S’alimenter en energie de vie

 

Ce que nous mangeons impacte la sensibilité de nos cellules. La communication entre les cellules du corps est impactée par les aliments que nous choisissons, ce qui participe à la création de notre capacité énergétique quotidienne. En d’autres termes, manger joue sur la confiance qu’on accorde à sa propre énergie. Aujourd’hui cependant, nous mangeons trop et trop mal au regard des mécanismes naturels qui alimentent notre corps et notre esprit en énergie : les trois repas par jour sont un concept à dépasser, les mythes autour des protéines animales, des produits laitiers, des boissons énergisantes ou encore de l’eau le sont aussi, et la sensation de faim est un ressenti à largement explorer pour chacun d’entre nous, car il correspond rarement en premier abord à un manque de nourriture solide. Le référentiel ici est la dynamique du vivant. Réalités difficiles à entendre parfois, j’encourage chacun à faire sa propre expérience. Tout débat sans expérience est un débat sans fin.

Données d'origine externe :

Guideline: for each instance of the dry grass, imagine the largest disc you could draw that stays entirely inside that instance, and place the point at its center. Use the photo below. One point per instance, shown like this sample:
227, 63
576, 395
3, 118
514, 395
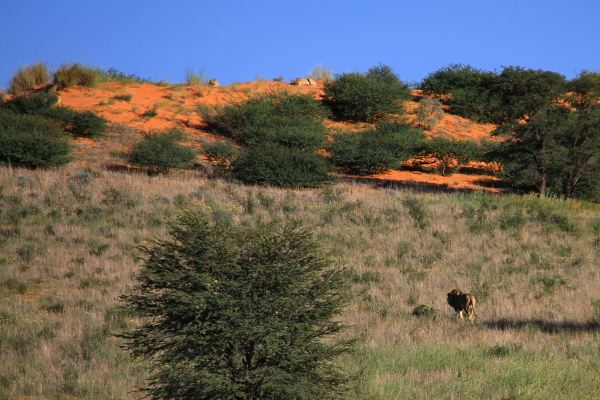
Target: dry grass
68, 244
28, 78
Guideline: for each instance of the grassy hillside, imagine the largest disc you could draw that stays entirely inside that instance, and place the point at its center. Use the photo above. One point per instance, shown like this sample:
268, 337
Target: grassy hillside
68, 242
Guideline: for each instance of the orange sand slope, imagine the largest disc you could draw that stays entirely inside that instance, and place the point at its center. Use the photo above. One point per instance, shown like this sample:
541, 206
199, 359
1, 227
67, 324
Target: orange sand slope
178, 105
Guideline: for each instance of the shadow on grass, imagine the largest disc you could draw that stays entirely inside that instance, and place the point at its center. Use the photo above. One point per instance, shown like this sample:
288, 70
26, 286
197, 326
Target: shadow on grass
544, 326
416, 186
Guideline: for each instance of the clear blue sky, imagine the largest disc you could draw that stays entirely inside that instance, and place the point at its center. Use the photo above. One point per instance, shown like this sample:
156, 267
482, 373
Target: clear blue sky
236, 41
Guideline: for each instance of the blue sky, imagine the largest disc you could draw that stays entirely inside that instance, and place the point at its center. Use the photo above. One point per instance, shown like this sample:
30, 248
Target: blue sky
236, 41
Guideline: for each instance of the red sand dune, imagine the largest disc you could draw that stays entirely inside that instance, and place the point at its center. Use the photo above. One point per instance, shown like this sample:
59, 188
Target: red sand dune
178, 105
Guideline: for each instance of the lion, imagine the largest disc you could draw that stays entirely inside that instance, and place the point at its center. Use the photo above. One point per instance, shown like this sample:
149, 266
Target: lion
462, 302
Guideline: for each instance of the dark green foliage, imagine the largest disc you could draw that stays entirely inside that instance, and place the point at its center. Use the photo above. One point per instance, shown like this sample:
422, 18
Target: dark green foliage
79, 123
32, 141
220, 154
237, 312
288, 119
484, 96
376, 150
556, 151
429, 113
366, 96
276, 165
160, 151
123, 97
452, 77
76, 75
86, 123
523, 92
33, 103
29, 78
150, 113
114, 75
452, 153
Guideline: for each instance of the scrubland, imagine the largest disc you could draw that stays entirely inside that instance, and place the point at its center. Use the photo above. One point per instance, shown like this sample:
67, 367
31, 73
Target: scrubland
69, 245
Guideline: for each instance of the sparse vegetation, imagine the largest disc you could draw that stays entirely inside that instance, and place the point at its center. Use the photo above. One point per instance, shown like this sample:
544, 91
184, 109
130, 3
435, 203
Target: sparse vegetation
194, 77
519, 339
278, 117
429, 113
367, 97
123, 97
321, 73
276, 165
29, 78
376, 150
160, 151
32, 141
221, 155
451, 154
68, 75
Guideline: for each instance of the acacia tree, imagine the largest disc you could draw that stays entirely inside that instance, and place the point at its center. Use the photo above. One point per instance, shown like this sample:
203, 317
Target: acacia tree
232, 312
582, 141
532, 154
557, 146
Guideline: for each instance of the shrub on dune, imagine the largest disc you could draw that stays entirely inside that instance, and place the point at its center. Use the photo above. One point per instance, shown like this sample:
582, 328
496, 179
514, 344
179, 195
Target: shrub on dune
366, 97
160, 151
76, 75
28, 78
32, 141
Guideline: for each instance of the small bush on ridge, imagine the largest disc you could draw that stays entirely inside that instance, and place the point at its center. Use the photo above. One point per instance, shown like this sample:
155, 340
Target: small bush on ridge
271, 118
376, 150
33, 103
160, 151
76, 75
220, 154
28, 78
365, 97
276, 165
429, 113
32, 141
452, 153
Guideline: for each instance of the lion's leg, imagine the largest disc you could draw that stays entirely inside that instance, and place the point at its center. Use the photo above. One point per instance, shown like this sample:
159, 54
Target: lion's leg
471, 314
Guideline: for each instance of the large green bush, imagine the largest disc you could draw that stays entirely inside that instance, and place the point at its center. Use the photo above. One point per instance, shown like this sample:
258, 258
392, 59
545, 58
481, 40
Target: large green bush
32, 141
485, 96
376, 150
79, 123
452, 77
33, 103
276, 165
76, 75
238, 312
29, 78
288, 119
221, 155
452, 153
160, 151
429, 112
366, 96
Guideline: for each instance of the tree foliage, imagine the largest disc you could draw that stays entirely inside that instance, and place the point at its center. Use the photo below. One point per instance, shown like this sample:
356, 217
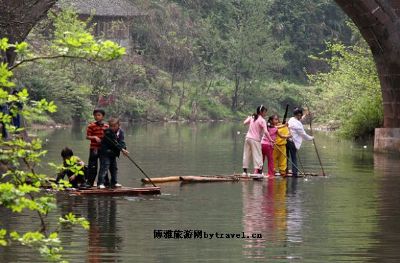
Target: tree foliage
21, 186
349, 94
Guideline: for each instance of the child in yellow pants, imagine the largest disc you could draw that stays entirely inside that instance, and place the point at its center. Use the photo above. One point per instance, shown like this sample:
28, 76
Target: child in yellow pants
280, 160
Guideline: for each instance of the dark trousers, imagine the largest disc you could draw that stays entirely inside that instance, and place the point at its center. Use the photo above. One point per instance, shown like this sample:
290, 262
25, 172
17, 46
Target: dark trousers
292, 154
94, 157
108, 163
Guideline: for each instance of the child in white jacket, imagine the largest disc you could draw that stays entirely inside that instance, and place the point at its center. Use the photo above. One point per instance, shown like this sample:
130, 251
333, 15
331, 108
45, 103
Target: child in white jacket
298, 134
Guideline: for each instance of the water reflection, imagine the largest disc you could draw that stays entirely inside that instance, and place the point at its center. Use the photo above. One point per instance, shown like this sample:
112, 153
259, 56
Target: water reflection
350, 216
264, 211
104, 240
387, 235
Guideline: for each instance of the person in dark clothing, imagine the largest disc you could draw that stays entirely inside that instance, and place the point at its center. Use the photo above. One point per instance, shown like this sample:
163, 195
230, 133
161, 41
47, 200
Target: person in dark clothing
112, 145
69, 161
17, 106
95, 133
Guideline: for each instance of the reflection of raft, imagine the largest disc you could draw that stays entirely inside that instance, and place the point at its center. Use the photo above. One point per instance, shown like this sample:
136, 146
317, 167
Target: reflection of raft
210, 178
123, 191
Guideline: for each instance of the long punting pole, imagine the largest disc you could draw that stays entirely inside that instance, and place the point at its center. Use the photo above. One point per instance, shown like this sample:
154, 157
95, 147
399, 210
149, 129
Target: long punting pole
315, 145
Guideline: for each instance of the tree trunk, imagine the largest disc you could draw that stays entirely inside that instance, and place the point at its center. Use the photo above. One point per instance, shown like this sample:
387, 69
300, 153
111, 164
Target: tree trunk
379, 23
181, 99
17, 18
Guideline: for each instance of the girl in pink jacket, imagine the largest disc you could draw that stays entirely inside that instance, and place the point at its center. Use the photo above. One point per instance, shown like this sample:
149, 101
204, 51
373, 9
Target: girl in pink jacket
252, 144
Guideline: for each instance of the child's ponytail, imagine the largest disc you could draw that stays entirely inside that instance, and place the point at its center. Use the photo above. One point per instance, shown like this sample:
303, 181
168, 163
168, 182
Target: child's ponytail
259, 109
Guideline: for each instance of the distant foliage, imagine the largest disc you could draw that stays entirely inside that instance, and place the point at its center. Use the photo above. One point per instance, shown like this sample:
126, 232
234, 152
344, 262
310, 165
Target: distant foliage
349, 93
21, 185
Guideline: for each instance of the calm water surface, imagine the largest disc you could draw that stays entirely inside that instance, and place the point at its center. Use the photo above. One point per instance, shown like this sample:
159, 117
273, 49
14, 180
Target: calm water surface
350, 216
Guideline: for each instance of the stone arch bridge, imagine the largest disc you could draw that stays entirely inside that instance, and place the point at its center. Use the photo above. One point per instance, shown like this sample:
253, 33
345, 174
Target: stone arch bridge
379, 23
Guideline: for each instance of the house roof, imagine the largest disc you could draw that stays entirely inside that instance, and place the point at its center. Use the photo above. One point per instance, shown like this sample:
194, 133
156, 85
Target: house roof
113, 8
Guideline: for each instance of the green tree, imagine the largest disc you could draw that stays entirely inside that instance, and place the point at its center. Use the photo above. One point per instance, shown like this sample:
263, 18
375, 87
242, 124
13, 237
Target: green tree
349, 94
21, 184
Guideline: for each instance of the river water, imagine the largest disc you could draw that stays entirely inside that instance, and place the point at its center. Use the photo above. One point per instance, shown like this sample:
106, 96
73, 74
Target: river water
352, 215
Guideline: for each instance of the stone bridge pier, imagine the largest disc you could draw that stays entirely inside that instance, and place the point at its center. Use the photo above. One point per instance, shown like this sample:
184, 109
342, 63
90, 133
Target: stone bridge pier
379, 24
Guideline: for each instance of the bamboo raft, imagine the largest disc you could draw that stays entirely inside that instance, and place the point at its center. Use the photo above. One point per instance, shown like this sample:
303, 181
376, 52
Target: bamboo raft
123, 191
212, 178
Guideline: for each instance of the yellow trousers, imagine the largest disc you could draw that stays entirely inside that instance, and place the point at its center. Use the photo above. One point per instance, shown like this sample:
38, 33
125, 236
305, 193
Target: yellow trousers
280, 161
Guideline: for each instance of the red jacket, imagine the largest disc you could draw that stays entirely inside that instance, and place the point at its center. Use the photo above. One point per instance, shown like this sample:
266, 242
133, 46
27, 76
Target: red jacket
96, 129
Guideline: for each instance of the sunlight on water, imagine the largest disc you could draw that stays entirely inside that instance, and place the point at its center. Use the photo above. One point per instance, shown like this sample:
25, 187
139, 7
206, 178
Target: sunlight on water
350, 215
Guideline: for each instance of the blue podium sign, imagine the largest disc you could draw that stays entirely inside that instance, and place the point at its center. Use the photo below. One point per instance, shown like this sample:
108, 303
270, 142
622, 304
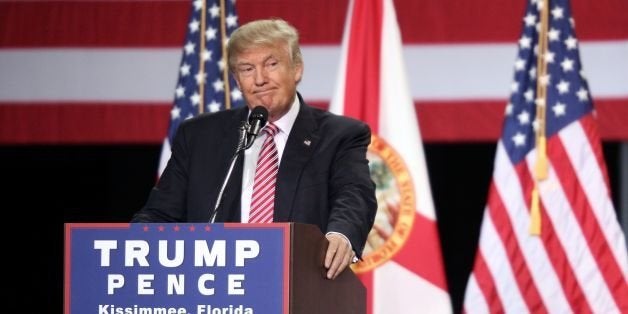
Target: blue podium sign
176, 268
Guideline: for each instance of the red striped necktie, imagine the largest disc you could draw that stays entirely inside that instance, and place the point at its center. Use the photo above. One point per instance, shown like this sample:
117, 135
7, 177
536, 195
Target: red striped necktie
263, 199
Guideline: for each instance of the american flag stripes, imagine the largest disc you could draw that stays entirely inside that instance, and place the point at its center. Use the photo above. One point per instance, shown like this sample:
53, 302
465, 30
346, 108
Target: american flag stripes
203, 84
578, 263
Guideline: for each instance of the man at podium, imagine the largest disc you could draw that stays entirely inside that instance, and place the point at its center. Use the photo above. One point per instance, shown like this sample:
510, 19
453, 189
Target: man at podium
275, 160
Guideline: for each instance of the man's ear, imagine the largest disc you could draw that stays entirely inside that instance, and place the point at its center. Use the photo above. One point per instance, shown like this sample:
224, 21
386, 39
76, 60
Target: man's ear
298, 72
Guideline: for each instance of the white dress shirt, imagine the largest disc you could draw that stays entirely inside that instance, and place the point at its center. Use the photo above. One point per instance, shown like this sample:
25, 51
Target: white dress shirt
284, 124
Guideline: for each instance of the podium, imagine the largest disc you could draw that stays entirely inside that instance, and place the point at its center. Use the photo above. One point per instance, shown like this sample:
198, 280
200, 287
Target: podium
203, 268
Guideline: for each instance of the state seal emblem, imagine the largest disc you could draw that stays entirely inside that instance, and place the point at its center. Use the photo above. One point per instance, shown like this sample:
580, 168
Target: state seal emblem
395, 205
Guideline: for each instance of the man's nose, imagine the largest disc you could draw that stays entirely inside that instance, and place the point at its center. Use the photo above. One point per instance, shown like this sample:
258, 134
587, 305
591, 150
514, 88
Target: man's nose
261, 76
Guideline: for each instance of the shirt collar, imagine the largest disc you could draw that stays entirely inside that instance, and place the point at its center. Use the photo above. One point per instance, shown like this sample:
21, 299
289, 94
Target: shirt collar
286, 122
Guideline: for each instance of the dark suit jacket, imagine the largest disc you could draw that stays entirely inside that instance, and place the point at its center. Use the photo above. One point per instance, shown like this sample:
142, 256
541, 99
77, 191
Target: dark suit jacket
323, 176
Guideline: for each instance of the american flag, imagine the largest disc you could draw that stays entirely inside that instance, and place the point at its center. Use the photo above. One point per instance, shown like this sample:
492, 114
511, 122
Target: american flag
104, 72
577, 261
204, 83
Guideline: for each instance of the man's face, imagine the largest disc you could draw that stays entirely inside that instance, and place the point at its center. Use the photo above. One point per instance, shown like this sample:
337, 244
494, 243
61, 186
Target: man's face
267, 77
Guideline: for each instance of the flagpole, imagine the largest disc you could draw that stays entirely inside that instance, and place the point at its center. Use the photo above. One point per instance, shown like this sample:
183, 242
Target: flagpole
225, 72
540, 168
201, 62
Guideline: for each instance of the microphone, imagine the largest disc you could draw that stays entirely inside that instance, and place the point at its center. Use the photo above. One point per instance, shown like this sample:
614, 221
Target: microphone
239, 148
257, 120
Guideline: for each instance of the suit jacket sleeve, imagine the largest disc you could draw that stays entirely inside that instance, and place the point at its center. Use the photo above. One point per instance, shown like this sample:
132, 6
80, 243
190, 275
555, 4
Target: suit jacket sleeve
352, 192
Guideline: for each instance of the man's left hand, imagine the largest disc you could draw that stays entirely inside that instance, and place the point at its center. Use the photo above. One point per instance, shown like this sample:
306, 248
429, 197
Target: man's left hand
339, 255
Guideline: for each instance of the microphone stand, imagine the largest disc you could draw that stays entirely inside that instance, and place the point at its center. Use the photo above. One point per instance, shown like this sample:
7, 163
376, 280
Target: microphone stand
242, 145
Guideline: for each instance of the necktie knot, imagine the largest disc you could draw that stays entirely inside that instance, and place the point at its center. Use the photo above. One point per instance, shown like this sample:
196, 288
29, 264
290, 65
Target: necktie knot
263, 198
271, 130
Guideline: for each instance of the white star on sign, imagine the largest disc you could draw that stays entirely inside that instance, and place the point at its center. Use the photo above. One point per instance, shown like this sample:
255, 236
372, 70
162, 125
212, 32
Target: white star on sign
232, 20
567, 65
563, 87
557, 13
195, 99
530, 19
214, 106
211, 33
214, 11
175, 113
519, 139
179, 92
519, 64
194, 26
189, 48
236, 94
559, 109
524, 117
525, 42
218, 85
571, 43
529, 95
553, 34
185, 69
583, 95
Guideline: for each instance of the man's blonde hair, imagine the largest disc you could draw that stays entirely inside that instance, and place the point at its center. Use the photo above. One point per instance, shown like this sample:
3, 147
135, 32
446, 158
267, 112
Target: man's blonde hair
268, 32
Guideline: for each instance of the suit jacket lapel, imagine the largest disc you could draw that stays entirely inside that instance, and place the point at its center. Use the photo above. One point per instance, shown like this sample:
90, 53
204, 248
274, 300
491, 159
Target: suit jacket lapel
301, 143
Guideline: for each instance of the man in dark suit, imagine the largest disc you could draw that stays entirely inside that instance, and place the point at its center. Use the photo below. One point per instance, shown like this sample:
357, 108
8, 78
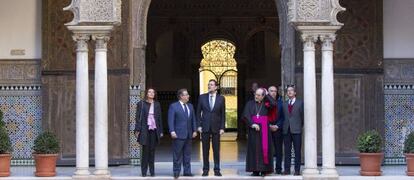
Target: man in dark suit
211, 116
292, 129
183, 127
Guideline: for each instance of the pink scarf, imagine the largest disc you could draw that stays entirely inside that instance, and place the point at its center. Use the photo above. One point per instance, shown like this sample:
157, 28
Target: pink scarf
262, 120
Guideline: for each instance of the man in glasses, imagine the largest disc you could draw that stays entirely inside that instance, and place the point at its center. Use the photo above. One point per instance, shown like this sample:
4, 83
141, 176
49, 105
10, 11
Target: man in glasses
183, 127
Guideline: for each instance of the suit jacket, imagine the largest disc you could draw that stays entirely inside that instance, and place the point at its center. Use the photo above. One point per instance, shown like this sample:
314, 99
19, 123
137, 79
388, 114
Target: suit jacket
293, 120
179, 122
141, 120
211, 120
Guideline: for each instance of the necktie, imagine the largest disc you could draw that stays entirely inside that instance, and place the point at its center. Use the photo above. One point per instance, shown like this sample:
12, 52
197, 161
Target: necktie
211, 103
186, 110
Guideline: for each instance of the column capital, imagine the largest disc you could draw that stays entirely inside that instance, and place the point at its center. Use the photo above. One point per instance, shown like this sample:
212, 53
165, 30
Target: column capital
81, 37
309, 41
81, 42
101, 40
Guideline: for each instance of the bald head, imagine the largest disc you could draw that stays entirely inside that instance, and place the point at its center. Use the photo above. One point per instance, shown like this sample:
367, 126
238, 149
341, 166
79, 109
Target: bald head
273, 91
259, 94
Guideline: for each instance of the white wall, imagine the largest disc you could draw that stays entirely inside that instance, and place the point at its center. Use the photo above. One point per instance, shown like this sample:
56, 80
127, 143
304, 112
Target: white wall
20, 22
398, 28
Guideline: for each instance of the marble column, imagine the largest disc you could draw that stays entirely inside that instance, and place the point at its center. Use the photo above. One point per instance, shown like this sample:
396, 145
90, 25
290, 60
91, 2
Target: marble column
82, 105
101, 105
309, 93
328, 113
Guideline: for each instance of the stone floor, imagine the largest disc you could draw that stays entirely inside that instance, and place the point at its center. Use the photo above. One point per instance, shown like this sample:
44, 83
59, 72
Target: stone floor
229, 170
233, 154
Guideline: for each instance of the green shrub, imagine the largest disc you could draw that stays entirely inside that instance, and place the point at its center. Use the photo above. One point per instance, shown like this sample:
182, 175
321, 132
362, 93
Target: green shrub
46, 143
409, 143
370, 142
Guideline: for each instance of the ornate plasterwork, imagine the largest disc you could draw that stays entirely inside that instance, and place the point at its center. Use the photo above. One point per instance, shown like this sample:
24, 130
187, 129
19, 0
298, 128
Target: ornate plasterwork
95, 12
322, 12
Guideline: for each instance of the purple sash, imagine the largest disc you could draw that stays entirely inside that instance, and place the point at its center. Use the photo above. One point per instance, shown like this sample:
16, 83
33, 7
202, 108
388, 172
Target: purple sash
262, 120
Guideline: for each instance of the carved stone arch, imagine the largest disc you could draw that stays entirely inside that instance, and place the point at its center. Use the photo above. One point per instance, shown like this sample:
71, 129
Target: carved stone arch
221, 35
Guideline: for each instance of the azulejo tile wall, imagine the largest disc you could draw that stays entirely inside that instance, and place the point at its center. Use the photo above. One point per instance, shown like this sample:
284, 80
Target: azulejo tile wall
399, 120
134, 150
22, 112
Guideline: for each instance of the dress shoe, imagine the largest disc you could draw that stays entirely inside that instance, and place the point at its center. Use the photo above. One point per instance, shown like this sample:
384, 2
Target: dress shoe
217, 173
278, 171
286, 173
176, 176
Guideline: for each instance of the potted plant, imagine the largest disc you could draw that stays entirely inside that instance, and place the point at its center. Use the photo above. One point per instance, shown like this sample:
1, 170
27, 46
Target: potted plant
46, 148
371, 155
409, 153
5, 149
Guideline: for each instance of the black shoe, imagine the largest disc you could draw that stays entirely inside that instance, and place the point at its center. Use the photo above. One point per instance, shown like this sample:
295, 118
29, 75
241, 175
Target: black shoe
176, 176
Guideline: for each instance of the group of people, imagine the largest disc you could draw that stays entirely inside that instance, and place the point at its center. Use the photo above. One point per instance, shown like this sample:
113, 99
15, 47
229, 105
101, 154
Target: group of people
273, 125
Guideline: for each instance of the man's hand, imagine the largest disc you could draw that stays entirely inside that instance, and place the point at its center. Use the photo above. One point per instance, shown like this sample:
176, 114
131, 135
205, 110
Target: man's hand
221, 131
274, 128
173, 135
200, 129
255, 126
136, 134
194, 134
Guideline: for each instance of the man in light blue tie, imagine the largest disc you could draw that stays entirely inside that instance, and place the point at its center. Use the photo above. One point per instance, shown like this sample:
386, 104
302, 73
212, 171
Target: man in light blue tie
182, 127
211, 118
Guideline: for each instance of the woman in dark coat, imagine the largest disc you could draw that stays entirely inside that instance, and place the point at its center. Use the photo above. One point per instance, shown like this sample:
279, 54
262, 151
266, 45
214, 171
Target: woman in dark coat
148, 129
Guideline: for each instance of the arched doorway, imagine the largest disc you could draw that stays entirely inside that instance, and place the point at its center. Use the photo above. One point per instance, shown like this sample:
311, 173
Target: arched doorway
218, 63
175, 37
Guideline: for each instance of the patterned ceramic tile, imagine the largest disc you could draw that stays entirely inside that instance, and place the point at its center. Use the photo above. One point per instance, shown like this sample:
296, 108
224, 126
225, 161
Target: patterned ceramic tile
133, 145
399, 122
22, 114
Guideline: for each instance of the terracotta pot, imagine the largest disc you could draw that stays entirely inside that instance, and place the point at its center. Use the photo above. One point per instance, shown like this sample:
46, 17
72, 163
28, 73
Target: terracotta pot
45, 164
371, 164
409, 158
5, 165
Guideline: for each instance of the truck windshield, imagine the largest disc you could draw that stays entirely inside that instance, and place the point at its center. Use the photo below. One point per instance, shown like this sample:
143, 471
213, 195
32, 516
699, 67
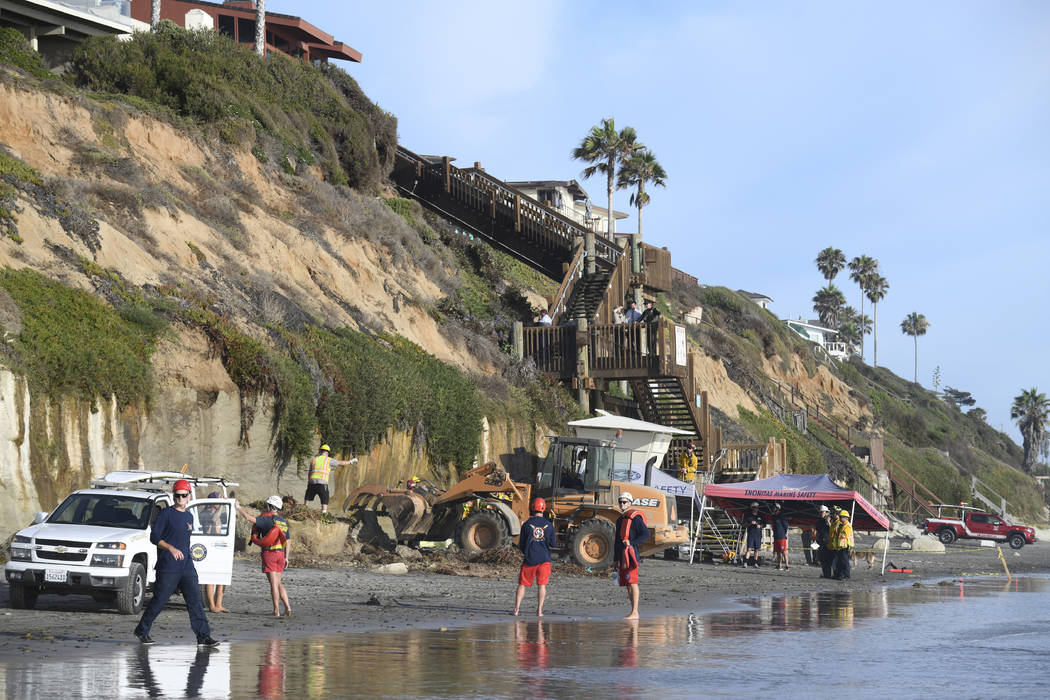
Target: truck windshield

En guise d’introduction, il est important de rappeler que le stress est de l’énergie. Pourquoi ? Simplement parce que dans nos sociétés urbaines, néo-libérale, ultra-capitaliste et misogyne à outrance, la notion « d’énergie » fait peur car elle fait écho au pouvoir qui domine. L’amalgame est alors fait avec le réel pouvoir, celui de la communication : toutes les cellules de notre corps émettent entre elles des bio-photons (particules de lumière au sein d’un corps biologique) pour échanger des informations au niveau micromoléculaire. L’énergie n’est pas une fiction, c’est quelque chose de concret et qui se mesure aujourd’hui en termes d’émission photonique, de structuration cellulaire, de chiralité, de couleurs, ou encore de fréquence vibratoire.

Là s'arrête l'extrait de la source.